Toluca / Estado de México
Aprueban expedir la Ley del Derecho al Cuidado Digno del Estado de México y sus Municipios Diputados que integran las Comisiones Unidas de la LXII Legislatura mexiquense.
La iniciativa establece las bases legales e institucionales para respetar, promover, proteger y garantizar el derecho de todas las personas al cuidado digno, universal, accesible, oportuno, pertinente, suficiente, equitativo, corresponsable y de calidad.
El dictamen, avalado en reunión de las comisiones de Gobernación y Puntos Constitucionales, de Trabajo, Previsión y Seguridad Social y para la Igualdad de Género, presidida por el parlamentario Carlos Antonio Martínez Zurita Trejo señala que el derecho al cuidado digno se garantizará bajo los principios de progresividad, universalidad, igualdad, no discriminación, accesibilidad y corresponsabilidad entre mujeres y hombres.
El proyecto legislativo, que integró cuatro iniciativas (de las diputadas Sandra Patricia Santos Rodríguez y Martha Azucena Camacho Reynoso, así como del congresista Edmundo Luis Valdeña Bastida, quienes son integrantes del Grupo Parlamentario de Morena, y de la gobernadora Delfina Gómez Álvarez, señala que este derecho comprende la facultad de cuidar y ser cuidada o cuidado, así como de ejercer el autocuidado a lo largo de todo el ciclo de vida, en condiciones de dignidad, autonomía, igualdad sustantiva, no discriminación y corresponsabilidad social.

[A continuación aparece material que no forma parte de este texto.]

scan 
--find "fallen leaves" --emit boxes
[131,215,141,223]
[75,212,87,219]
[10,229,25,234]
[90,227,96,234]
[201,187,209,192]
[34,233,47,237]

El documento señala que el derecho al cuidado digno implica la existencia de condiciones materiales e inmateriales que permitan a todas las personas vivir de manera segura, saludable, autónoma, plena y en comunidad, en armonía con la naturaleza y sin detrimento de otros derechos humanos.
Describe al cuidado como el conjunto de procesos, relaciones, servicios, bienes, apoyos, acciones y actividades necesarias para la atención, sostenimiento, protección, acompañamiento, inclusión, desarrollo y bienestar integral de las personas, así como para la sostenibilidad de la vida diaria.
Para garantizarlo, los entes públicos deberán reconocerlo, promoverlo y protegerlo como un derecho humano, lo cual incluye su revalorización social, económica y cultural, en proporción a la función estratégica que los cuidados representan para el sostenimiento y reproducción de la vida social.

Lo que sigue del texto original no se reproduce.